FormalPara Key Summary Points

Why carry out this study?

Globally, several clinical studies are ongoing to find a more economical therapy of rheumatoid arthritis than infliximab.

Preclinical data and phase I study of GB242 support that GB242 could be an effective therapy in patients with moderate to severe active rheumatoid arthritis.

What was learned from the study?

GB242 phase III clinical study evaluated the efficacy and safety of GB242, an infliximab biosimilar, vs infliximab (Remicade®) reference product in patients with moderate to severe active rheumatoid arthritis (RA). The data show that GB242 demonstrate equivalent efficacy to INF at week 30, with similar immunogenicity. Moreover, GB242 is well tolerated, with a safety profile comparable to infliximab.

Our findings suggest GB242 is clinically active and well-tolerated in patients with moderate to severe active RA. GB242 is a low-cost biosimilar drug with the potential to have a large impact on RA outcomes globally.

Introduction

Rheumatoid arthritis (RA) is a chronic inflammatory autoimmune disease characterized by high morbidity and disabilities leading to a significant cost to both individual and society [1, 2]. Methotrexate (MTX) remains the anchor drug in RA according to ACR-EULAR 2019. However, only half of the patients respond adequately to MTX [3, 4]. While tumor necrosis factor(TNF)-alpha inhibitors such as infliximab have shown clinical benefit in patients with RA, the high economic burden due to hospitalization and long-term therapy is considerable [5, 6].

A biosimilar is a biologic drug that contains a high similarity of the structure and function to a reference or original biological medicinal product [7,8,9]. The definition of a biosimilar include three aspects: Firstly, the similarity of molecular level in terms of a comprehensive physicochemical and biological characterization was demonstrated [10]. Secondly, bioequivalence of pharmacokinetic (PK) need to be proved [11], and finally, the safety and efficacy of clinical equivalence are done to compare with the reference product [12]. Several studies have already shown that infliximab biosimilars could be a good choice in terms of reduction of financial burden on patients and maintaining excellent efficacy [11,12,13,14,15].

GB242 is an immunoglobulin (Ig) G1 chimeric human–murine monoclonal antibody biosimilar to infliximab reference product (INF). GB242 is produced in the same type of cell line and has an identical amino acid sequence to INF. The phase I study had shown that GB242 and the INF were similar on the molecular level and bioequivalent in the healthy adult volunteers in China [16].

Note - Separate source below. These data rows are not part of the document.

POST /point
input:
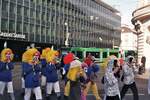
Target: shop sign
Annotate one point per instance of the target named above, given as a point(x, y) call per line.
point(148, 40)
point(12, 35)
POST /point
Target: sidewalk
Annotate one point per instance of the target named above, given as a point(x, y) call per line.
point(145, 75)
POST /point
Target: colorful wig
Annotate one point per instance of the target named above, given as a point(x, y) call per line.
point(5, 54)
point(44, 53)
point(29, 54)
point(51, 55)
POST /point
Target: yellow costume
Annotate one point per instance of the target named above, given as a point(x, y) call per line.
point(28, 55)
point(4, 55)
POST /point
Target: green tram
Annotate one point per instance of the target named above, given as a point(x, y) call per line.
point(99, 53)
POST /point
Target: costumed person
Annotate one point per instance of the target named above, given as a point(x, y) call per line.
point(44, 63)
point(31, 73)
point(67, 60)
point(6, 67)
point(24, 62)
point(52, 81)
point(129, 71)
point(74, 74)
point(111, 86)
point(91, 71)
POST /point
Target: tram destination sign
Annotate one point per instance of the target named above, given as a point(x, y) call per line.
point(12, 35)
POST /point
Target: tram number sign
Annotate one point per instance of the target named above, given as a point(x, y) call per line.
point(12, 35)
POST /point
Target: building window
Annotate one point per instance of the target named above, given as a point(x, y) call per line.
point(12, 8)
point(25, 28)
point(4, 25)
point(26, 12)
point(19, 10)
point(5, 6)
point(19, 27)
point(12, 26)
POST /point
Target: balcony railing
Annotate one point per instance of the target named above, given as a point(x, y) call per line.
point(142, 11)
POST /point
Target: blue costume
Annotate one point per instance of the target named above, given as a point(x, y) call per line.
point(5, 71)
point(31, 75)
point(51, 73)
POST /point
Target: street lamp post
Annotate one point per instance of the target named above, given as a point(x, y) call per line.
point(67, 35)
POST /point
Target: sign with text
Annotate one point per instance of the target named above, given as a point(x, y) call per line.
point(12, 35)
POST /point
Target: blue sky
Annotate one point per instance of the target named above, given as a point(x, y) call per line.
point(126, 7)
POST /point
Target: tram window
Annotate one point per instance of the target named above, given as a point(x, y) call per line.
point(104, 54)
point(79, 54)
point(73, 52)
point(95, 54)
point(114, 53)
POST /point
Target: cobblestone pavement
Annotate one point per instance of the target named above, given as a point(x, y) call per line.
point(141, 81)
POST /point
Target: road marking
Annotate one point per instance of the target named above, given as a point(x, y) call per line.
point(129, 94)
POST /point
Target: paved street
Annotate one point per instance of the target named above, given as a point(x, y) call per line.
point(141, 84)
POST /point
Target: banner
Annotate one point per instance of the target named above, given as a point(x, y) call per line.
point(12, 35)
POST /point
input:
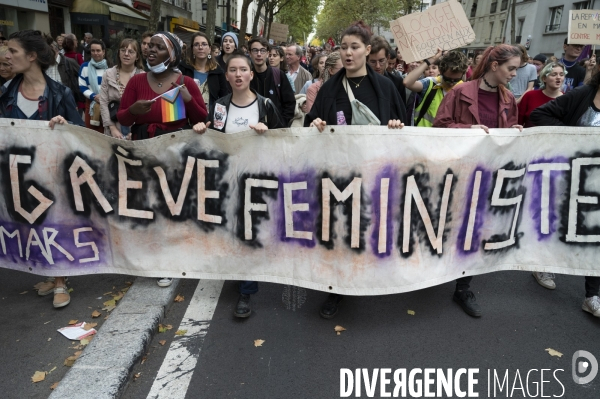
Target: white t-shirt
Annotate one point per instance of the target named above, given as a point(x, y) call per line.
point(241, 118)
point(27, 106)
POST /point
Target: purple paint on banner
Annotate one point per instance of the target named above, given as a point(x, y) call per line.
point(486, 177)
point(303, 220)
point(535, 206)
point(390, 173)
point(65, 238)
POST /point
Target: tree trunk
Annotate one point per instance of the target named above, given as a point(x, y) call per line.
point(154, 15)
point(244, 22)
point(513, 8)
point(261, 4)
point(211, 17)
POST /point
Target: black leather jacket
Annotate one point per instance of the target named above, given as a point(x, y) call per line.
point(267, 112)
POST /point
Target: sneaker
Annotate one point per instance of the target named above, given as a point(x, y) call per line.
point(331, 306)
point(164, 281)
point(45, 288)
point(61, 297)
point(592, 305)
point(242, 309)
point(546, 280)
point(467, 301)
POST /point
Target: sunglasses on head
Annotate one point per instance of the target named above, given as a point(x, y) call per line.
point(451, 80)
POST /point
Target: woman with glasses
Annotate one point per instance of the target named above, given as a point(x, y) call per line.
point(201, 66)
point(129, 64)
point(430, 91)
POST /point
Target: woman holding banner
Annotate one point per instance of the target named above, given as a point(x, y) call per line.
point(494, 106)
point(33, 95)
point(356, 95)
point(578, 107)
point(241, 110)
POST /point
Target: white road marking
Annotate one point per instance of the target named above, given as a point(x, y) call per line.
point(176, 372)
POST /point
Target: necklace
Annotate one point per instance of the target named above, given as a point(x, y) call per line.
point(356, 84)
point(489, 85)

Based on the data described, this study now reports a phase III study to assess efficacy equivalence and overall safety of GB242 versus INF in active moderate-to-severe RA patients.

Methods

Patients

Chinese patients who were 18–75 years old with RA according to the 2010 American College of Rheumatology (ACR) classification criteria were recruited. The patients had to fulfil the following criteria: they had to have ≥ 4 swollen and ≥ 6 tender joints, and with erythrocyte sedimentation rate (ESR) > 28 mm/h or serum C reactive protein (CRP) concentration > 1.0 mg/dl. The patients had to have been receiving methotrexate (MTX) therapy for ≥ 3 months (stable dose of 10–15 mg/week for ≥ 4 weeks prior to screening). The patients had to have discontinued other disease-modifying antirheumatic drugs (DMARDs) for at least 4 weeks except for MTX prior to the first dose of study drug. The use of leflumide also required a washout period prior to the first dose of study drug. Patients were permitted to receive oral glucocorticoids of stable dose (equivalent to ≤ 10 mg daily prednisolone) for ≥ 4 weeks prior to screening. Patients who experienced bDMARD treatment within 3 months should be excluded. More detailed eligibility criteria are available in the supplementary material.

Study Design

This study is a phase III, randomized, double-blind, multicenter parallel group study. The study (ClinicalTrials.gov NCT04178850) was conducted according to the Declaration of Helsinki and the International Committee on Harmonisation good clinical practice and all applicable regulatory requirements. The study protocol was reviewed and approved by independent ethics committees of each study site. All patients provided written informed consent.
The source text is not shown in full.